- Recently, the Ministry of Law and Justice said in response to a PIL filed in 2019 that the implementation of the Uniform Civil Code (UCC), a directive principle under the Constitution (Article 44), is a matter of public policy and that no direction in this regard can be issued by the Court.
- The Centre has requested the Law Commission of India (21st) to undertake examination of various issues relating to UCC and to make recommendations thereof.
- UCC is one that would provide for one law for the entire country, applicable to all religious communities in their personal matters such as marriage, divorce, inheritance, adoption etc.
- Article 44 of the Constitution lays down that the state shall endeavour to secure a UCC for the citizens throughout the territory of India.

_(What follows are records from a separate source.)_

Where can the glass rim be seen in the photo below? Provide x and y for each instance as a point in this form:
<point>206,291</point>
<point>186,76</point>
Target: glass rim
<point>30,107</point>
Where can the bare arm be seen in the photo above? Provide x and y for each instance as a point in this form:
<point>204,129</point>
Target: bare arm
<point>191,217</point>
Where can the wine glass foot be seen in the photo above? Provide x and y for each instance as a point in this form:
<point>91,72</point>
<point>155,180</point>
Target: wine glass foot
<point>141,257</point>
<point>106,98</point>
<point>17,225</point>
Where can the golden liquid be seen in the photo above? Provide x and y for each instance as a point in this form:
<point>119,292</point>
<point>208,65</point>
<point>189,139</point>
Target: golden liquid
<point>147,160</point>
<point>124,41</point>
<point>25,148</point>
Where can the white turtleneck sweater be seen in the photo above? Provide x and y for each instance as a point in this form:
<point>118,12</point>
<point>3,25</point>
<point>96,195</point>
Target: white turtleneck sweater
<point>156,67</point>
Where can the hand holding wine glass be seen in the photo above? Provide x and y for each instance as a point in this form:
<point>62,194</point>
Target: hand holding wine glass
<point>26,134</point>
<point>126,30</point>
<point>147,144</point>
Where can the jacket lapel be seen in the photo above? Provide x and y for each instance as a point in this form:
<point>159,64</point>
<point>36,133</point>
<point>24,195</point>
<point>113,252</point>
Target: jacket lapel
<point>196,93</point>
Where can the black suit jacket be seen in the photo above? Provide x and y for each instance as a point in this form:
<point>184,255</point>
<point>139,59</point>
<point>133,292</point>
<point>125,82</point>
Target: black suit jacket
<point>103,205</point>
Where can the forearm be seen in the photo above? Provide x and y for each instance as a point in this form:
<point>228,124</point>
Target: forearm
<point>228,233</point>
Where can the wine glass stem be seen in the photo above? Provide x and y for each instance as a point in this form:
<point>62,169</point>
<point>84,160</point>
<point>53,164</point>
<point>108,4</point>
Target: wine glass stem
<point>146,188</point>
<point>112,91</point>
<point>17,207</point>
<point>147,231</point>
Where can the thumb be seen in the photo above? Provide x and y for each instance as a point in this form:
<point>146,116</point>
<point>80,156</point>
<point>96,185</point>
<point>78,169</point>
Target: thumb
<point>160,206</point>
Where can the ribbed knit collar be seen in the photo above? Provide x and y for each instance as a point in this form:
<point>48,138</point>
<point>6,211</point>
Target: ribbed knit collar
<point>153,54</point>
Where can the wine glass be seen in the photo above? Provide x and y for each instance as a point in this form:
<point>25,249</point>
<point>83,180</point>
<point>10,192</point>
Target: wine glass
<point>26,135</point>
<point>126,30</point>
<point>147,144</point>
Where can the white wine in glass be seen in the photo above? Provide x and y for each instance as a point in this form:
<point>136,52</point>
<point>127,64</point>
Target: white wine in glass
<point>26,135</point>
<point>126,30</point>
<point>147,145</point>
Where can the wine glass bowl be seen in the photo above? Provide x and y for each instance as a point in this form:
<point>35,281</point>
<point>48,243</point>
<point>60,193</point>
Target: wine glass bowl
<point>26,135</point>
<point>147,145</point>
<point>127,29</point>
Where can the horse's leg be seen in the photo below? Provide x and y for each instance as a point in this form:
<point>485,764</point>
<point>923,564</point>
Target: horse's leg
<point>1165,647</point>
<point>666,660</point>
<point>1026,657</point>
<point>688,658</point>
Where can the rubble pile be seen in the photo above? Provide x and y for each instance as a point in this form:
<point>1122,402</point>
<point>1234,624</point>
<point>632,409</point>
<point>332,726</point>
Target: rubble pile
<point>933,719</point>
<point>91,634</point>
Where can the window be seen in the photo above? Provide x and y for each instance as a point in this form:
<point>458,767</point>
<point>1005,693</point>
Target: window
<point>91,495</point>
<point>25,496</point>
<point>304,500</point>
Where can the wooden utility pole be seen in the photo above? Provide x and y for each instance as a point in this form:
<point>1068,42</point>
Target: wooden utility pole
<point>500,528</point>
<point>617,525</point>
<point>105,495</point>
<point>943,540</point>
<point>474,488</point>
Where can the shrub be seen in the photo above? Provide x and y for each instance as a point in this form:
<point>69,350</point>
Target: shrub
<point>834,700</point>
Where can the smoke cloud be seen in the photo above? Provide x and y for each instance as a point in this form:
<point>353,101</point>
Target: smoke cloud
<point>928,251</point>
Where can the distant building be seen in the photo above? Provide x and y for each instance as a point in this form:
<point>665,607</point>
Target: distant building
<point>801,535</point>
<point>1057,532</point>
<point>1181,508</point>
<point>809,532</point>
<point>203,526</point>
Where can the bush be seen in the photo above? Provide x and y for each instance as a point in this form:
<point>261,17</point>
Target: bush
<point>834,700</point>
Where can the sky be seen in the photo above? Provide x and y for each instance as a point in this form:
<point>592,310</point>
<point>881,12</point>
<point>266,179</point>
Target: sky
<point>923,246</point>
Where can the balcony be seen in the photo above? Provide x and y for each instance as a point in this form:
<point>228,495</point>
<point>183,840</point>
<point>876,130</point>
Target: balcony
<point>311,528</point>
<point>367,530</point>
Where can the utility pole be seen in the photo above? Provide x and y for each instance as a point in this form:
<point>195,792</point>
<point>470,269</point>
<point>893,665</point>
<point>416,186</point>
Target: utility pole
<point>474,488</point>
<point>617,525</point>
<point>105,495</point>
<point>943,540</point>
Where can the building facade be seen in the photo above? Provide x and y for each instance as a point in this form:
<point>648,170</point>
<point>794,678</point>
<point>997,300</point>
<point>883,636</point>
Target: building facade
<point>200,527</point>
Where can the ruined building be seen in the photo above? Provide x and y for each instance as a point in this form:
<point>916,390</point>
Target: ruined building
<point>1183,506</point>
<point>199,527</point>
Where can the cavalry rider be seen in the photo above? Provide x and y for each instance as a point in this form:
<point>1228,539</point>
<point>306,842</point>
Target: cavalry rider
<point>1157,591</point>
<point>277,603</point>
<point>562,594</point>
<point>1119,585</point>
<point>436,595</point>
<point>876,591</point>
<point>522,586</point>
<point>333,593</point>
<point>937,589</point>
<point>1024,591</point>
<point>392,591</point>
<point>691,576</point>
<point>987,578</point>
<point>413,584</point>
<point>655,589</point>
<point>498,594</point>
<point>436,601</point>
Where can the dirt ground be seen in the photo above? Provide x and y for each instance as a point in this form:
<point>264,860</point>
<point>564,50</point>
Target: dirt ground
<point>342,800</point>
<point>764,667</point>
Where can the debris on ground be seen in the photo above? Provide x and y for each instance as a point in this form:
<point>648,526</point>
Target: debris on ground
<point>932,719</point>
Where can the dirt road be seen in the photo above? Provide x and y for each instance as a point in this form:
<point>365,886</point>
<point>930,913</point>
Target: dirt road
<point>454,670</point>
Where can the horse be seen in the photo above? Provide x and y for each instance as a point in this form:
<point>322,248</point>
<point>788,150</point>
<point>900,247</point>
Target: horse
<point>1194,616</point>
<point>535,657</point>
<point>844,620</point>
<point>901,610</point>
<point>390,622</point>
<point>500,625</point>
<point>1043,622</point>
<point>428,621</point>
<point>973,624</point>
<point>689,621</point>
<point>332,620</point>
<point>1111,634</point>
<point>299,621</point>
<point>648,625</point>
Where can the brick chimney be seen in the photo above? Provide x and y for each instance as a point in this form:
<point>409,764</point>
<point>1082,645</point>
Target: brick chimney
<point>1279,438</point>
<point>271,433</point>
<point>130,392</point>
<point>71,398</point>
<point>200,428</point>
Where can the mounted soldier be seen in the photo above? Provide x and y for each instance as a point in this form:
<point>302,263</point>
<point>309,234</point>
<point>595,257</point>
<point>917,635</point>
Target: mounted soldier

- Article 44 is one of the Directive Principles of State Policy (DPSP).
- DPSP as defined in Article 37, are not justiciable (not enforceable by any court) but the principles laid down therein are fundamental in governance.
- Indian laws do follow a uniform code in most civil matters such as Indian Contract Act 1872, Civil Procedure Code, Transfer of Property Act 1882, Partnership Act 1932, Evidence Act, 1872 etc.
- States, however, have made hundreds of amendments and, therefore, in certain matters, there is diversity even under these secular civil laws.
- Recently, several states refused to be governed by the uniform Motor Vehicles Act, 2019.
- The origin of the UCC dates back to colonial India when the British government submitted its report in 1835 stressing the need for uniformity in the codification of Indian law relating to crimes, evidence, and contracts, specifically recommending that personal laws of Hindus and Muslims be kept outside such codification.
- Increase in legislation dealing with personal issues in the far end of British rule forced the government to form the B N Rau Committee to codify Hindu law in 1941.
- Based on these recommendations, a bill was then adopted in 1956 as the Hindu Succession Act to amend and codify the law relating to intestate or unwilled succession, among Hindus, Buddhists, Jains, and Sikhs.
- The government and society will have to work hard to build trust, but more importantly, make common cause with social reformers rather than religious conservatives.
- Rather than an omnibus approach, the government could bring separate aspects such as marriage, adoption, succession and maintenance into a UCC in stages.